Car oui, ce conte retenu, d’un ancien voyou atteint d’Alzheimer à la recherche de l’amour de sa vie, est empreint d’une véritable magie. Jouant discrètement de l’unité de temps variable qu’incarne la cigarette éponyme du film, Yip Kam-Hung livre une histoire d’affection à l’épreuve du temps. L’équilibre précieux de la narration, qui s’incarne en humour implicite, flashbacks grandiloquents et souvenirs émus, parvient à faire de personnages habitant différentes temporalités, des protagonistes évoluant côté à côté, au sein de la même narration. La cigarette « à moitié fumée » du titre incarne, pour Roy comme pour le réalisateur, un moyen de stopper l’avancée du temps, de figer Shu Qi - magnifique et rappelant, comme Eva Mendes dans La Nuit nous appartient, combien la cigarette est cinégénique – dans une beauté immuable qui confère toute sa force au constituant qu’est le souvenir. Echangée entre deux adversaires, partagée par deux amis... omniprésente, elle est aussi la mesure du temps que la mère de Smokey a connu son père, identitaire au point de devenir le sobriquet du jeune homme. Paradoxe, sa fumée s’interpose entre Smokey et le souvenir ; tout autant qu’elle trouble la perception de nos deux héros, lorsqu’ils en remplissent l’habitacle de leur voiture au cours d’une filature.

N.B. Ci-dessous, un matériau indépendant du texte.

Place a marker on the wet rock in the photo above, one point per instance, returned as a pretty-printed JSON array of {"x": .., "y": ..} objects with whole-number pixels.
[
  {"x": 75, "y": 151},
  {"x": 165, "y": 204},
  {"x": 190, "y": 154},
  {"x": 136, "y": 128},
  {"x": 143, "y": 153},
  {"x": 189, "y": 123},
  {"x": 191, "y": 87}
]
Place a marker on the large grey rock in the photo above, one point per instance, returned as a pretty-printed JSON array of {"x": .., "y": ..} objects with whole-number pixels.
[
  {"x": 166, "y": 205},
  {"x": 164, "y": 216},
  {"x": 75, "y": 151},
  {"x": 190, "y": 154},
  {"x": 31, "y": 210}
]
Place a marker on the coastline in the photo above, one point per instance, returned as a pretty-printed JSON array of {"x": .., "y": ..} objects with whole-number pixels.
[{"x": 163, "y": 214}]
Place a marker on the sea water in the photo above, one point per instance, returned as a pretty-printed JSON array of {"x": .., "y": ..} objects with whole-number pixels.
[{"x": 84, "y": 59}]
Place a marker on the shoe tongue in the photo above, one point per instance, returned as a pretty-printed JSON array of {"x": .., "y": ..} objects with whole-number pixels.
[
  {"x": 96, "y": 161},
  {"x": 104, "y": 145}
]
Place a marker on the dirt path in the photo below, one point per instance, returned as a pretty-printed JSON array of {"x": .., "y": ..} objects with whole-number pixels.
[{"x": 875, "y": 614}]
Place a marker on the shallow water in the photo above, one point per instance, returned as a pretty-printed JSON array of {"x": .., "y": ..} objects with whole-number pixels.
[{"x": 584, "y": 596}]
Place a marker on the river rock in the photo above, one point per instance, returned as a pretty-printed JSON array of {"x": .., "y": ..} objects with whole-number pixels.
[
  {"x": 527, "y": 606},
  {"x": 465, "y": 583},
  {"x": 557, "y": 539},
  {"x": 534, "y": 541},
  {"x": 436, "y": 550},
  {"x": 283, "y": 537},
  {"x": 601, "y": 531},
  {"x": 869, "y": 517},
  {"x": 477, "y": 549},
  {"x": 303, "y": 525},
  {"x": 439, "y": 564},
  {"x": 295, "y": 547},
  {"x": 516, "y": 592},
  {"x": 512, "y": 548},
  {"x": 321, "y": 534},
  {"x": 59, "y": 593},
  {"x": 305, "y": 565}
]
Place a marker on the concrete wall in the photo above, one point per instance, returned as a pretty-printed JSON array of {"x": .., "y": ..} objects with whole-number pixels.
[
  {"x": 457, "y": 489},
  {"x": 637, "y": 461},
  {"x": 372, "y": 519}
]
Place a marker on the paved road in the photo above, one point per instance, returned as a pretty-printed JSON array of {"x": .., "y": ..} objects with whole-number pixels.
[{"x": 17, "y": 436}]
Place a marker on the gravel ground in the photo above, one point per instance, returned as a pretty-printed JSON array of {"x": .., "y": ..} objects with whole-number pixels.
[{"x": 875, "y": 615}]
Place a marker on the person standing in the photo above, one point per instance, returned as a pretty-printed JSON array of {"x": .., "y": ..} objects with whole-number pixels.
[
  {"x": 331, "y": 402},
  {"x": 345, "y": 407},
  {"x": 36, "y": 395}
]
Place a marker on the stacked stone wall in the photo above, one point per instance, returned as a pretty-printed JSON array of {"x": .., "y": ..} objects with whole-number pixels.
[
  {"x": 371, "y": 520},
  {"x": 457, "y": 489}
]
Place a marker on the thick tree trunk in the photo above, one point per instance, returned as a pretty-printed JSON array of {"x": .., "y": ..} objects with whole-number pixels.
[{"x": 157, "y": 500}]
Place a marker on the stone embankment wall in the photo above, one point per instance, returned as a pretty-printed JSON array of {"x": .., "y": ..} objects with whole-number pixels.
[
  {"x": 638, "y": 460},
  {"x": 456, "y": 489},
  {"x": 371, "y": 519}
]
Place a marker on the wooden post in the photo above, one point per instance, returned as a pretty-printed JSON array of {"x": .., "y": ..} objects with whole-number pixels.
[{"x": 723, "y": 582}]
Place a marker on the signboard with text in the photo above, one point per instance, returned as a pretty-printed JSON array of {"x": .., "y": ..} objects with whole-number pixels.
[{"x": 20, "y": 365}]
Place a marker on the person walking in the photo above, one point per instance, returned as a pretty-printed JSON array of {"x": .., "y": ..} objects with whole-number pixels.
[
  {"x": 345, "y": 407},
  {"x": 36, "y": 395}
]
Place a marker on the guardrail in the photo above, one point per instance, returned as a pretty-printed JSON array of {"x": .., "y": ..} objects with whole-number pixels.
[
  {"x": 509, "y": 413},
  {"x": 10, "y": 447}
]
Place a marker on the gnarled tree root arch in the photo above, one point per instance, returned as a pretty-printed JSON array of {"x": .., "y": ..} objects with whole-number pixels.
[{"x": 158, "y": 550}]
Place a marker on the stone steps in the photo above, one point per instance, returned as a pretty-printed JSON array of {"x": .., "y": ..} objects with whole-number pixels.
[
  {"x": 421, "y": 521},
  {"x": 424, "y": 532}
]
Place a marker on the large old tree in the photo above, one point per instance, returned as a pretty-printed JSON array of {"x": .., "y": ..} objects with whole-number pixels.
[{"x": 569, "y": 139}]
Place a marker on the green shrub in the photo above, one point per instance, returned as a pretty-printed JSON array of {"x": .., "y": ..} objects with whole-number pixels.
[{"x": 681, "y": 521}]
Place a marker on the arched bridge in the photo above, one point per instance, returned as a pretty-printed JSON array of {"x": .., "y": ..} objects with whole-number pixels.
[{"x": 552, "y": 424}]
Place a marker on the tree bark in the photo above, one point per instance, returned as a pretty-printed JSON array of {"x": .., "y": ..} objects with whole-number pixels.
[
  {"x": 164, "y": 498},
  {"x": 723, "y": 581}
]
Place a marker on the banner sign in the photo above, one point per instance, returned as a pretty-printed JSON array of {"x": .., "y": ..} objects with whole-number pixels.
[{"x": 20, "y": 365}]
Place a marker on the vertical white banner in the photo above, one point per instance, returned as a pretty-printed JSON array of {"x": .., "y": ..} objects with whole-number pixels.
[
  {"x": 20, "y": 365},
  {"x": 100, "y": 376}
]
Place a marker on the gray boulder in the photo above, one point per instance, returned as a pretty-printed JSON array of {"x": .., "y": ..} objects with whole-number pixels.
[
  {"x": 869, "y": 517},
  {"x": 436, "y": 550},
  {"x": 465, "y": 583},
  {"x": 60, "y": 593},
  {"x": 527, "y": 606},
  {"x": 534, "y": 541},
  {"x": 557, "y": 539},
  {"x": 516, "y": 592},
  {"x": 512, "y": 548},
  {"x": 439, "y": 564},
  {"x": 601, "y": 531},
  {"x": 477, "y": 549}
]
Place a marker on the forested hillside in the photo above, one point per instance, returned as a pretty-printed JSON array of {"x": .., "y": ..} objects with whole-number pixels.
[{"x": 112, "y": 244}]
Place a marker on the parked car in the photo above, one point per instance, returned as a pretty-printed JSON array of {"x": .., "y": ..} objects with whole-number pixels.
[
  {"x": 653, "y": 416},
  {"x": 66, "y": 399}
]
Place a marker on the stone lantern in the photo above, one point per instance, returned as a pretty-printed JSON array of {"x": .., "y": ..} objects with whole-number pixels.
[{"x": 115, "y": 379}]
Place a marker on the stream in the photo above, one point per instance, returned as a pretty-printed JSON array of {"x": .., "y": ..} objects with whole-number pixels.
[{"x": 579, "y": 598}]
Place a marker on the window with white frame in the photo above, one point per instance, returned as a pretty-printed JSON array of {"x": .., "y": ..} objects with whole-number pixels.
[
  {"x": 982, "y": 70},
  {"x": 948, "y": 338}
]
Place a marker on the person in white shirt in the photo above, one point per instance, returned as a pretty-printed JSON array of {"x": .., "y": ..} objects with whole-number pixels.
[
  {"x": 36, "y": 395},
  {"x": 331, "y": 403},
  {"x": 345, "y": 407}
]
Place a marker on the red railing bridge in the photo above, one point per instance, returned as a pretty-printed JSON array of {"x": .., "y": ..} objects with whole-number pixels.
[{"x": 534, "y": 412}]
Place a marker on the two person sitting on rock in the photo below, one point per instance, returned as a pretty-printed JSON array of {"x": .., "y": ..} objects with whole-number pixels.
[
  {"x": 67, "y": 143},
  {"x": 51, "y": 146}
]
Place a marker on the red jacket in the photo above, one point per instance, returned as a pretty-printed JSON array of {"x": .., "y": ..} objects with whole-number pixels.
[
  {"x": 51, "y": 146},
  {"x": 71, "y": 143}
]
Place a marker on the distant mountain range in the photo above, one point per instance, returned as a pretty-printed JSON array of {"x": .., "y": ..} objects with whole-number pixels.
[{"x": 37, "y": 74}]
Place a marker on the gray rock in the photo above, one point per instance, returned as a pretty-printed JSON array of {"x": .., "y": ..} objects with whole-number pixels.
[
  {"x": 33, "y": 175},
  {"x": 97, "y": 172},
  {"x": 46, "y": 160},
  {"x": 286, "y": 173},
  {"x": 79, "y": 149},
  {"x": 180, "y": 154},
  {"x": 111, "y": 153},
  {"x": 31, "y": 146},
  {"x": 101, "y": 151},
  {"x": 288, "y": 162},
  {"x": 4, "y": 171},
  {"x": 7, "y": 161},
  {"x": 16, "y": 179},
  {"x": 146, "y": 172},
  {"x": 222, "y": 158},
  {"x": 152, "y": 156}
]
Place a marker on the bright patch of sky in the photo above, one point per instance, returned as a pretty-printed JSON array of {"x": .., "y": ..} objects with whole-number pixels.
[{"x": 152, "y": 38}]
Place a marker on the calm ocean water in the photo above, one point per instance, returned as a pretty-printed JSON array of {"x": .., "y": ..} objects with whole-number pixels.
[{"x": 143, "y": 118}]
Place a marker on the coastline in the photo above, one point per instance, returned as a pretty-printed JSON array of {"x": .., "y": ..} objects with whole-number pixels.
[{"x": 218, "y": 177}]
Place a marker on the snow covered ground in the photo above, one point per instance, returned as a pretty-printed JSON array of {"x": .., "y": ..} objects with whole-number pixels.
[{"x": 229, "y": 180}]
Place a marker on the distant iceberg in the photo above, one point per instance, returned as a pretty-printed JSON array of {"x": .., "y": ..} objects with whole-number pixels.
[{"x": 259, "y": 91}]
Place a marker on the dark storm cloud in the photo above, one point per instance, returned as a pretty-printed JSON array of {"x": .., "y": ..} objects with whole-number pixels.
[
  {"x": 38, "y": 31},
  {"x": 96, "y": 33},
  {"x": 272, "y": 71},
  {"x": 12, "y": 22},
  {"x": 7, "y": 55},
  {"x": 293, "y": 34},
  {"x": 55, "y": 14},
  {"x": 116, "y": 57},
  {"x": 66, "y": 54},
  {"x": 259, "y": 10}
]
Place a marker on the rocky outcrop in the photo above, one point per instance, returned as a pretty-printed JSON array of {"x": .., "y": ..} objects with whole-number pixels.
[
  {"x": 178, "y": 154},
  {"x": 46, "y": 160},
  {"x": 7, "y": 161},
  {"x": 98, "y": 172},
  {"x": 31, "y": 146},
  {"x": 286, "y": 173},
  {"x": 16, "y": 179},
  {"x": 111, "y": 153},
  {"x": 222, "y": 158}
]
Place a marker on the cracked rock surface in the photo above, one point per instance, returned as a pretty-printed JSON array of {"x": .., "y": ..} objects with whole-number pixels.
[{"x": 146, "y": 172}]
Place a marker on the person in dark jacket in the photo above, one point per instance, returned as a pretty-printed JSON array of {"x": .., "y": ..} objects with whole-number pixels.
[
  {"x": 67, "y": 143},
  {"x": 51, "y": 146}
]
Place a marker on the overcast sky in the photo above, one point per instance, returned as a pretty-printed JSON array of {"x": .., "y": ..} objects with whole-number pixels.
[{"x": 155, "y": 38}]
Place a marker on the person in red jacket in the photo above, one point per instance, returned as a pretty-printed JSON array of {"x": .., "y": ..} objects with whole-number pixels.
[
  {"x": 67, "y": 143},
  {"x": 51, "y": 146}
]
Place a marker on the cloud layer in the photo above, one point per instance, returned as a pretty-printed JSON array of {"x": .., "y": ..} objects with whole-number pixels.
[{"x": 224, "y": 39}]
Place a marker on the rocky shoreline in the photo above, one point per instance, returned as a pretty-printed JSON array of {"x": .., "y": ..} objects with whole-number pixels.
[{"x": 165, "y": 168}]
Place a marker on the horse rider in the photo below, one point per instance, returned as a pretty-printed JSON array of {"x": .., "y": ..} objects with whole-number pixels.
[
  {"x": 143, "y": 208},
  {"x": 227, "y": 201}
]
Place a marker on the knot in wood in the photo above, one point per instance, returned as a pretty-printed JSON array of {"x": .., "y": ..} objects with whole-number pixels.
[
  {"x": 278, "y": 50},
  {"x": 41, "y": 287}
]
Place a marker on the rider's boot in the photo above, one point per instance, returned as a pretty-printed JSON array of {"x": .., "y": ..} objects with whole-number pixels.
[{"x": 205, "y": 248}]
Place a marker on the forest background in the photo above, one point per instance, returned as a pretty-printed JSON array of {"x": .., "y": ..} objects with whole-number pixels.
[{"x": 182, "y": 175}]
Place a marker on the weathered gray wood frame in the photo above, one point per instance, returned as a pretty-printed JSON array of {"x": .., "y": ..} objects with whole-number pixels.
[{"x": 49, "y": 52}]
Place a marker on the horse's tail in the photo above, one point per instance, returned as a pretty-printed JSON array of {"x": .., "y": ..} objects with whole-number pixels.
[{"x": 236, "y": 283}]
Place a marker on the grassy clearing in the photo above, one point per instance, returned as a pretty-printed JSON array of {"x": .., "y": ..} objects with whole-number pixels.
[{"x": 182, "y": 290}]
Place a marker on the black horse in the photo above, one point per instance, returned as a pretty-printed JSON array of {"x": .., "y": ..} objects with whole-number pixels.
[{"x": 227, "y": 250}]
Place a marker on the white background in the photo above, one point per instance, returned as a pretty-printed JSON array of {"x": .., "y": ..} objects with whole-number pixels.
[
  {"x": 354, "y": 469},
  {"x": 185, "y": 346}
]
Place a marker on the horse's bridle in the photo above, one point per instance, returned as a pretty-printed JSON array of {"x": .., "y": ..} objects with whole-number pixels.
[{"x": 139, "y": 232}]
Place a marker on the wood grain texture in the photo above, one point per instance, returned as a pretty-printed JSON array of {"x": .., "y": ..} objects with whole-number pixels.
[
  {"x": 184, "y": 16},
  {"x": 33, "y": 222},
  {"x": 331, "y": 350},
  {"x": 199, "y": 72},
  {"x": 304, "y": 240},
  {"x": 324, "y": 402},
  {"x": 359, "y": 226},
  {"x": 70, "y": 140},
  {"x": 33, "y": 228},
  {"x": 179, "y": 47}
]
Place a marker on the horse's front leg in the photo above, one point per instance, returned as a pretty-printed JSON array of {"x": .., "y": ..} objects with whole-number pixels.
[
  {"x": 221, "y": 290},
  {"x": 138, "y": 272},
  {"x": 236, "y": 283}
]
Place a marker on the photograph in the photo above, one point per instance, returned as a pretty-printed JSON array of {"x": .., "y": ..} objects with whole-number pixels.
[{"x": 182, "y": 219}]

C’est aussi au travers d’un voile, celui de la délicatesse, que Yip Kam-Hung laisse entrevoir la nature de sa narration, les forces et faiblesses de ses attachants protagonistes, le moteur de sa course à petits pas contre l’oubli. Il juxtapose dialogues et action sans rupture de rythme, nimbe ses affrontements de la même musicalité brésilienne que ses échanges, symbolise la défaillance de la mémoire à l’aide des sauts répétés d’un disque vinyle. Le réalisateur définit ainsi un véritable terrain de cinéma, où mensonge et réalité ne font qu’un, au service de la construction d’images, et donc de souvenirs qui, bien que fictifs, ne paraissent jamais artificiels. En opposition totale avec un humour non-sensique très en vogue à Hong Kong, il laisse au spectateur le choix de trouver drôle ou non, les gags discrets, mais pas pour autant subtils, qui parsèment le film. Et surtout, il profite au maximum d’un casting irréprochable, d’Eric Tsang, merveilleux et pathétique à la fois, à un tout jeune Nicholas Tse, en passant par la toujours excellente Sandra Ng et autre Kelly Chen, objet implicite d’une autre trame amoureuse. Celle-ci conclut d’ailleurs le film de son sourire dirigé vers une caméra identifiée. Et si Kelly brise ainsi en quelque sorte la magie du cinéma, elle conforte, d’un photogramme à même de rejoindre l’instantané instable de Shu Qi auquel s’accroche Roy, celle de Metade Fumaca, inestimable dans son optimisme bienveillant.
Metade Fumaca est disponible en DVD HK, sous-titré anglais.